Use KL divergence as loss between two multivariate Gaussians

rasoolfa · March 25, 2019, 10:44pm

Hi,

I want to use KL divergence as loss function between two multivariate Gaussians. Is the following right way to do it?

mu1 = torch.rand((B, D), requires_grad=True)
std1 = torch.rand((B, D), requires_grad=True)
p = torch.distributions.Normal(mu1, std1)
mu2 = torch.rand((B, D))
std2 = torch.rand((B, D))
q = torch.distributions.Normal(mu2, std2)

loss = torch.distributions.kl_divergence(p, q).mean()
loss.backward()
…

My understanding is that torch.distributions.kl_divergence computes kl(p,q) like derivations in section 9 of this document.

Rojin · August 13, 2019, 10:29pm

any update on this question?

Nikronic · August 13, 2019, 11:02pm

Hi,

You are right. When you are using distributions from torch.distribution package, you are doing fine by using torch.distribution.kl_divergence. But if you want to get kl by passing two tensors obtain elsewhere, you can do following approach:

@Rojin I have posted this on your thread actually.

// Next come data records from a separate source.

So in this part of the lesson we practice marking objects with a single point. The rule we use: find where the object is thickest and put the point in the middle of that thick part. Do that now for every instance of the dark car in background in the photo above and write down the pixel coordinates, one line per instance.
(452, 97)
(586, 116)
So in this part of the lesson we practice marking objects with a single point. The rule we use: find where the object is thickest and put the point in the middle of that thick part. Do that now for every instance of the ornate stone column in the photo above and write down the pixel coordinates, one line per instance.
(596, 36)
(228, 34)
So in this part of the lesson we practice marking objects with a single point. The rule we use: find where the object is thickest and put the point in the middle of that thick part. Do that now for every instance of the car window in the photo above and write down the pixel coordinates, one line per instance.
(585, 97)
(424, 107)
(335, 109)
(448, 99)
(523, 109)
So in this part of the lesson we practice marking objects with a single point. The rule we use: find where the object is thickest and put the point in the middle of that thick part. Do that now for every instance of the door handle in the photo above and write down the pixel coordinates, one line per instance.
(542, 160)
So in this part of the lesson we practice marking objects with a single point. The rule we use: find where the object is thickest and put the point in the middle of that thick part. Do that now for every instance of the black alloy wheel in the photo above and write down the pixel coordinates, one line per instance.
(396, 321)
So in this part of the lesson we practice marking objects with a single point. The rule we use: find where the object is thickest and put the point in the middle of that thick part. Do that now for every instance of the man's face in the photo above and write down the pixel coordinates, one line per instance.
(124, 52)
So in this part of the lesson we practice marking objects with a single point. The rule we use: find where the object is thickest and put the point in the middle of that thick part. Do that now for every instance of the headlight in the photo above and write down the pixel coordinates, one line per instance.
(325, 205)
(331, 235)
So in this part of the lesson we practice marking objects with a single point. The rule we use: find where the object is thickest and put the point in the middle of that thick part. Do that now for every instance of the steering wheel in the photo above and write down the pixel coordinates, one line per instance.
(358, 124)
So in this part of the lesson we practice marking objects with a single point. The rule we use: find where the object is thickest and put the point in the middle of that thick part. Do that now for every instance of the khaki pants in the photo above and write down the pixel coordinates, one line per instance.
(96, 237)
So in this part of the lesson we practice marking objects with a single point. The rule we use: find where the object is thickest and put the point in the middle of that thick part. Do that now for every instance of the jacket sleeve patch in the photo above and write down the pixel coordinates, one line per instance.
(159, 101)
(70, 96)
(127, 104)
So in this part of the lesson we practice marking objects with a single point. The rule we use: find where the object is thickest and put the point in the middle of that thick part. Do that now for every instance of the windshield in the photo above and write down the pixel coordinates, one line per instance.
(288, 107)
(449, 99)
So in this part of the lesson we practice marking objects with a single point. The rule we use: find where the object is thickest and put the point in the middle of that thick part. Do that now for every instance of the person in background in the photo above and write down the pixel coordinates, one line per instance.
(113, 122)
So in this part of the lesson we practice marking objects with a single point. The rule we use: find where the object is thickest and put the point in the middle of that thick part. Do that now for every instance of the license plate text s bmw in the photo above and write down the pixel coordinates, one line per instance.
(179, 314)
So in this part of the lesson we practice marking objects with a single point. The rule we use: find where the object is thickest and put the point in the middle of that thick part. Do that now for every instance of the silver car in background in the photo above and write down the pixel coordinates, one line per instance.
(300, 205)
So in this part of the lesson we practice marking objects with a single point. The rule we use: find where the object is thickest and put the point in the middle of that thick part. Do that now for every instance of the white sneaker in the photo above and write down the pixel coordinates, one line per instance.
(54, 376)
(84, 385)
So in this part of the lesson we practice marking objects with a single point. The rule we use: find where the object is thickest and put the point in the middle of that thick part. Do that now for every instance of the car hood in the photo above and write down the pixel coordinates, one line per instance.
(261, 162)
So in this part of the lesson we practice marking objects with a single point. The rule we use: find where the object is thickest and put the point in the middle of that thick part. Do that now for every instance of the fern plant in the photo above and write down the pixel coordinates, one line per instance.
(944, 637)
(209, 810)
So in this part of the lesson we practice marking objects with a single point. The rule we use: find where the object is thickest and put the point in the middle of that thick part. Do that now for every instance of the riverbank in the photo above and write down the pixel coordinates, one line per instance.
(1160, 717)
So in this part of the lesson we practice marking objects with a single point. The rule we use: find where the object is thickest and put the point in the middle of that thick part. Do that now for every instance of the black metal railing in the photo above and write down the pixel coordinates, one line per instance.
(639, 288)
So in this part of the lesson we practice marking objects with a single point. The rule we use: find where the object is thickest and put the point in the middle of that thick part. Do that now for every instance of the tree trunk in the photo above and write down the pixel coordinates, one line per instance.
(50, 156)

This is the kl between two arbitrary layers.
Just be aware that the input a must should contain log-probabilities and the target b should contain probability.

github.com

pytorch/pytorch/blob/35fed93b1ef05175143f883c6f89f06c6dd9429b/aten/src/ATen/native/Loss.cpp#L71


      
            return apply_loss_reduction(output, reduction);
          }
          
          Tensor margin_ranking_loss(const Tensor& input1, const Tensor& input2, const Tensor& target, double margin, int64_t reduction) {
            auto output =  (-target * (input1 - input2) + margin).clamp_min_(0);
            return apply_loss_reduction(output, reduction);
          }
          
          Tensor kl_div(const Tensor& input, const Tensor& target, int64_t reduction) {
            auto zeros = at::zeros_like(target);
            auto output_pos = target * (at::log(target) - input);
            auto output = at::where(target > 0, output_pos, zeros);
            return apply_loss_reduction(output, reduction);
          }
          
          Tensor kl_div_backward_cpu(const Tensor& grad, const Tensor& input, const Tensor& target, int64_t reduction) {
            auto grad_input = at::zeros_like(input);
            auto grad_expand = grad.expand_as(input);
            AT_DISPATCH_FLOATING_TYPES(input.scalar_type(), "kl_div_backward_cpu", [&]() {
              at::CPU_tensor_apply3<scalar_t, scalar_t, scalar_t>(
                  grad_input,

https://pytorch.org/docs/stable/nn.functional.html?highlight=kl_div#kl-div

By the way, PyTorch use this approach:

https://pytorch.org/docs/stable/distributions.html?highlight=kl_div#torch.distributions.kl.kl_divergence

Good luck
Nik

LiUzHiAn · December 11, 2019, 11:13am

Hi，
I test the kl_divergence as follows, the tensors’ shapes are [batch_size,n], where n is my gaussian distribution dimension (i.e. 3 here),

        mu1 = torch.Tensor([[1., 2., 3.],
						[2., 3., 4.]])
        var_1 = torch.Tensor([[1., 1., 1.],
						  [4., 9., 16.]])

	mu2 = torch.Tensor([[1., 3., 4.],
						[2., 3., 4.]])
	var_2 = torch.Tensor([[1., 4., 9.],
						  [4., 9., 16.]])

	p = torch.distributions.Normal(mu1, var_1)
	q = torch.distributions.Normal(mu2, var_2)
	kl_loss = torch.distributions.kl_divergence(p, q)

	print(kl_loss)

The outpur is :

tensor([[0.6542, 0.9488, 1.7096],
        [0.0000, 0.0000, 0.0000]])

Why 3 numbers there for each instance? In my thought, the case above contains two pairs (p,q) , each pair should have a scalar KL loss.

Any ideas? Thank you

LiUzHiAn · December 11, 2019, 11:30am

Ooh, I got it !

In my above case, I assume the distribution to be multivariate gaussian, I should use torch.distributions.MultivariateNormal(mu1, var_1) instead, which meets my hope.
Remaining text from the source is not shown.